ВРАЧ: Есть и другие подобные слова.
ПАЦИЕНТКА: Но для большинства их намного больше, чем для меня. Думаю, что в определенном смысле это очень милосердная болезнь — благодаря ей я так много узнала. Я нашла друзей, я встретила множество новых людей. Не знаю, насколько лучше болезнь сердца или, скажем, диабет. Я выглядываю в коридор и радуюсь тому, что у меня есть, не желая ничего другого. Я не завидую другим. Когда очень болен, о таких вещах не задумываешься, просто ждешь, что принесут тебе другие люди: боль или облегчение.
ВРАЧ: Какой вы были в детстве? Почему стали монахиней? Этого хотели родители?

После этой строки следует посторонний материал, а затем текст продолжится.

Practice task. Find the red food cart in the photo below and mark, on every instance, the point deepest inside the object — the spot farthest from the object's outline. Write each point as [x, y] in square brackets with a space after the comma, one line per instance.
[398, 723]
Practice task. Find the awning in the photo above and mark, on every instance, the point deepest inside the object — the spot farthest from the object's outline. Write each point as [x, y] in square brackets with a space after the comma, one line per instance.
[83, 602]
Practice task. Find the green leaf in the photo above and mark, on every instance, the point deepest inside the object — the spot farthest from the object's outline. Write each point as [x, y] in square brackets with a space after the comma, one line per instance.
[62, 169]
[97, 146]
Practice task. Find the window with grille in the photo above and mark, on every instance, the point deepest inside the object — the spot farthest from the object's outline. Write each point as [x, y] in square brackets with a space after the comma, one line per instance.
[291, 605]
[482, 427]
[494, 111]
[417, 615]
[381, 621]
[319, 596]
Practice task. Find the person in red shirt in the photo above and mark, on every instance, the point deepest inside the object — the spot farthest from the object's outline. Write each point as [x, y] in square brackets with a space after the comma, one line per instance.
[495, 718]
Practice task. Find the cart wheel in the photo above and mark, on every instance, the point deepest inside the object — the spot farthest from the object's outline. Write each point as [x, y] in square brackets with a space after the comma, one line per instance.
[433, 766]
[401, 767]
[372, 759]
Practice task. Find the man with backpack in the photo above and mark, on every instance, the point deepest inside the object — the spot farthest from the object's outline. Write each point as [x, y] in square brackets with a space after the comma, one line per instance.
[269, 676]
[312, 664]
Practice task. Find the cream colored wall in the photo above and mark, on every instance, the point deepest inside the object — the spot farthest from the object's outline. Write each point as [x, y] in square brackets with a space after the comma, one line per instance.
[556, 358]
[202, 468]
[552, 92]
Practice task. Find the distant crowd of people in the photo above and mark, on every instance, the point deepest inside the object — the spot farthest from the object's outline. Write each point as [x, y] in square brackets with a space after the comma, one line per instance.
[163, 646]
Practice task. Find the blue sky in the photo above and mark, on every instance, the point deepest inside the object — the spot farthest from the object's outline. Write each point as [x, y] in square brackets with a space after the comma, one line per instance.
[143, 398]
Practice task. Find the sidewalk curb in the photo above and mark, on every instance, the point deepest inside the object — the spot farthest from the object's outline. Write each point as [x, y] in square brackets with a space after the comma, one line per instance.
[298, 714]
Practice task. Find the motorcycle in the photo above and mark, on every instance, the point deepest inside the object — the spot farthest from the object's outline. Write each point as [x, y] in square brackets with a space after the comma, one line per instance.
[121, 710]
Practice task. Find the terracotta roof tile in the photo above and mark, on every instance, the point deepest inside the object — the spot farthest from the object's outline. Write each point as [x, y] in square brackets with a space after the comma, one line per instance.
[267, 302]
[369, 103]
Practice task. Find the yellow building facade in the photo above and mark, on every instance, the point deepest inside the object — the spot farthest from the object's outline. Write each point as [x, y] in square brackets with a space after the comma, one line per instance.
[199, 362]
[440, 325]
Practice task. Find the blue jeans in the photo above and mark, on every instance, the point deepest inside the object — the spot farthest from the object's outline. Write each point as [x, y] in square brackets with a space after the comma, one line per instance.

ПАЦИЕНТКА: Я в семье одна такая. Нас было десять: пять мальчиков и пять девочек. Сколько себя помню, я хотела стать монахиней. Но, знаете, поскольку я немного изучала психологию, мне иногда интересно, почему это меня так манило. Я не похожа на своих сестер, они были вполне обычными, в духе маминого воспитания. Моя мама... понимаете, они возились дома по хозяйству и все такое, а я больше любила книги. Впрочем, я могу сказать, что поняла это только спустя много лет. Сейчас, когда я временами устаю быть монахиней, потому что это так трудно, я вспоминаю о том, что, если бы Господь захотел от меня чего-то другого, я приняла бы это как Божью волю. Он уже давно тем или иным способом указал бы мне иной путь. Но все-таки... я продолжаю думать об этом, я думаю об этом всю жизнь... Теперь я могу понять, что, пожалуй, была бы хорошей женой и матерью. С другой стороны, временами мне кажется, что монашеская жизнь — единственное дело, которым я могла бы заниматься, которым мне следовало заняться. Короче говоря, я стала монахиней не по принуждению, а по своей воле, хотя и не понимаю почему. Мне было тринадцать, когда я ушла, но обет я дала только в двадцатилетнем возрасте. Это значит, что у меня было достаточно времени, чтобы узнать эту жизнь, целых шесть лет на раздумья. Знаете, это очень похоже на брак: все зависит от твоего желания. Хочешь — выходишь замуж, не хочешь — нет. Думаю, я достаточно ясно все объяснила.